CMSCompOps / WmAgentScripts

CMS Workflow Team Scripts
7 stars 51 forks source link

Test T2_CH_CERN_P5 for production #1101

Open haozturk opened 1 year ago

haozturk commented 1 year ago

HLT resources are being shifted under this site name and SI informed us about readiness of the site. I submitted the following workflow as a test before enabling it for prod:

https://cmsweb-testbed.cern.ch/reqmgr2/fetch?rid=haozturk_task_HIG-RunIISummer20UL17wmLHEGEN-Backfill-04142__v1_T_221201_141613_9953

let's see how it goes.

haozturk commented 1 year ago

Saqib let me know that the testbed will not work, because the testbed agent isn't connected to the global pool. I submitted the same workflow in prod which should work: https://cmsweb.cern.ch/reqmgr2/fetch?rid=haozturk_task_HIG-RunIISummer20UL17wmLHEGEN-Backfill-04142__v1_T_221207_154734_8291

haozturk commented 1 year ago

The request is picked up by cmsgwms-submit8.fnal.gov but I don't see jobs created or injected. Not sure why. Can this agent work w/ T2_CH_CERN_P5 in principle?
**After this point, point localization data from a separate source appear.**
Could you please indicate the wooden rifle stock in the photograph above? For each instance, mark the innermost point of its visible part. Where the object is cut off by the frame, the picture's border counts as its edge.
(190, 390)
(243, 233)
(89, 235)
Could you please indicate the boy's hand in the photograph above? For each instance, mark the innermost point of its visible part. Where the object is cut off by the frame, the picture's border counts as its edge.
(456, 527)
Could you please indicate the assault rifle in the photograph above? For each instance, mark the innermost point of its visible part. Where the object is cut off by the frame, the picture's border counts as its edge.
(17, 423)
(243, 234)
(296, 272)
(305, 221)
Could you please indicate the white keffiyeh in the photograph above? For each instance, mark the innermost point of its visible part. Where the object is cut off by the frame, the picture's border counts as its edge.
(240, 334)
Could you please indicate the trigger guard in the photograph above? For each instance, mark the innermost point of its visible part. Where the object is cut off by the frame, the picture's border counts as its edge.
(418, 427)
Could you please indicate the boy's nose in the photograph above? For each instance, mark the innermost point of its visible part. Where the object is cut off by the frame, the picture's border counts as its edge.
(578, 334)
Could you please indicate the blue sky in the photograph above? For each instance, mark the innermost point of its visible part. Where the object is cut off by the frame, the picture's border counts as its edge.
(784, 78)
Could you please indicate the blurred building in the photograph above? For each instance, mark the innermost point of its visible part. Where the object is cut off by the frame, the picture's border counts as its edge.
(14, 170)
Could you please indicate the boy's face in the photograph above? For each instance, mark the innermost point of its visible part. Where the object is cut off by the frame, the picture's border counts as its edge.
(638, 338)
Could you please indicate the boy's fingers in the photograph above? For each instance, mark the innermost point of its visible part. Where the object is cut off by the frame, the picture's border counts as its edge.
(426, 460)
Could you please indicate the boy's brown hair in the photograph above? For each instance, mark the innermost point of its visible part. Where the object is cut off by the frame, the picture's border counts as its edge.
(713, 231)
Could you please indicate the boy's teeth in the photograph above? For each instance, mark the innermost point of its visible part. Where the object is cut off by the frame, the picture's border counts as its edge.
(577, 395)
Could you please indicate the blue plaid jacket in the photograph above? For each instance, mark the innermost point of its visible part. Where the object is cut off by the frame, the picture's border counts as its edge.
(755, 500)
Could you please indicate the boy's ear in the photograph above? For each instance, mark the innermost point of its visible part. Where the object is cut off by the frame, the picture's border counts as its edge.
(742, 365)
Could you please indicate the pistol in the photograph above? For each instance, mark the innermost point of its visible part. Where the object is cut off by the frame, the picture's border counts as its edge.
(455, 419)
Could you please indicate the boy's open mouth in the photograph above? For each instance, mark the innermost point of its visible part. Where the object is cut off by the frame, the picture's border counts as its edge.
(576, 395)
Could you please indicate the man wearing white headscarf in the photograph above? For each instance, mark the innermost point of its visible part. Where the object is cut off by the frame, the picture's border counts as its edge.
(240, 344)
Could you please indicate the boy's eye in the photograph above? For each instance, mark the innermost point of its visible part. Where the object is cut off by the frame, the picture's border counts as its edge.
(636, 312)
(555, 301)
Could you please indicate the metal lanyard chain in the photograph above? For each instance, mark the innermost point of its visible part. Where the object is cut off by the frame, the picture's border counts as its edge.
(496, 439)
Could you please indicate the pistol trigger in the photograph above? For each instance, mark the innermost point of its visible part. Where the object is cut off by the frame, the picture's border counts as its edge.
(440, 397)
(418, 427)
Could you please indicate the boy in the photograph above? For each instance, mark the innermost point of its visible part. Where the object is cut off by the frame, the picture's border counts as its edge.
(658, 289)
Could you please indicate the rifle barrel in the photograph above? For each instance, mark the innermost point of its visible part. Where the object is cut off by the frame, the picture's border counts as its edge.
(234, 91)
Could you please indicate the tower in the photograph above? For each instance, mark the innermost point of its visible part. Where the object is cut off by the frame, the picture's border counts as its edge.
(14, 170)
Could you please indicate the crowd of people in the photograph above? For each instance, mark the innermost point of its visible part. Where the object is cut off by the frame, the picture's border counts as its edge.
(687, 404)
haozturk commented 1 year ago

Hi @amaltaro @todor-ivanov can you please check this workflow doesn't move in submit8?

todor-ivanov commented 1 year ago

hi @haozturk As discussed during the meeting this workflow has already landed on submit8 which is having problems. But still managed to materialize 350 jobs from the WMcore queue into condor jobs:

[cmsdataops@cmsgwms-submit8 current]$ condor_q  -const 'WMAgent_RequestName == "haozturk_task_HIG-RunIISummer20UL17wmLHEGEN-Backfill-04142__v1_T_221207_154734_8291"'
Total for query: 350 jobs; 0 completed, 0 removed, 350 idle, 0 running, 0 held, 0 suspended 

and taking and analyzing one of them:

[cmsdataops@cmsgwms-submit8 current]$ condor_q -better 366382.56
...
Job 366382.056 defines the following attributes:
    ExtraMemory = 500
    JobCpus = ((JobStatus =!= 1) && (JobStatus =!= 5) &&  !isUndefined(MATCH_EXP_JOB_GLIDEIN_Cpus) && (int(MATCH_EXP_JOB_GLIDEIN_Cpus) =!= error)) ? int(MATCH_EXP_JOB_GLIDEIN_Cpus) : OriginalCpus
    JobStatus = 1
    MaxCores = 4
    MinCores = 2.0
    OriginalCpus = 4
    OriginalMemory = 7900
    RequestCpus = WMCore_ResizeJob ? ( !isUndefined(Cpus) ? RequestResizedCpus : JobCpus) : OriginalCpus
    RequestDisk = 5000000
    RequestMemory = OriginalMemory + ExtraMemory * (WMCore_ResizeJob ? (RequestCpus - OriginalCpus) : 0)
    RequestResizedCpus = (Cpus > MaxCores) ? MaxCores : ((Cpus < MinCores) ? MinCores : Cpus)
    REQUIRED_ARCH = "X86_64"
    WMCore_ResizeJob = false

The Requirements expression for job 366382.056 reduces to these conditions:

         Slots
Step    Matched  Condition
-----  --------  ---------
[0]      142139  stringListMember(TARGET.Arch,REQUIRED_ARCH)
[1]      142139  TARGET.OpSys == "LINUX"
[3]       70839  TARGET.Disk >= RequestDisk
[5]       69910  TARGET.Memory >= RequestMemory
[6]       34009  [3] && [5]
[7]       69517  TARGET.Cpus >= RequestCpus
[8]       26381  [6] && [7]

366382.056:  Run analysis summary ignoring user priority.  Of 33408 machines,
    343 are rejected by your job's requirements

Just a guess here: Those 343 sound like slots at the correct destination but failing to match job requirements. Maybe SI needs to check how those are build for this workflow.

saqibhaleem commented 1 year ago

hi @haozturk

MoniT is now showing successful completion of production jobs on this new site name. Workflows were queued on cmsgwms-submit8.fnal.gov. Can you please verify and also resume further necessary tests (if needed). thanks

haozturk commented 1 year ago

Hi @saqibhaleem thanks for the update. Things look good from our side. I don't see a reason for further testing. Feel free to scale up.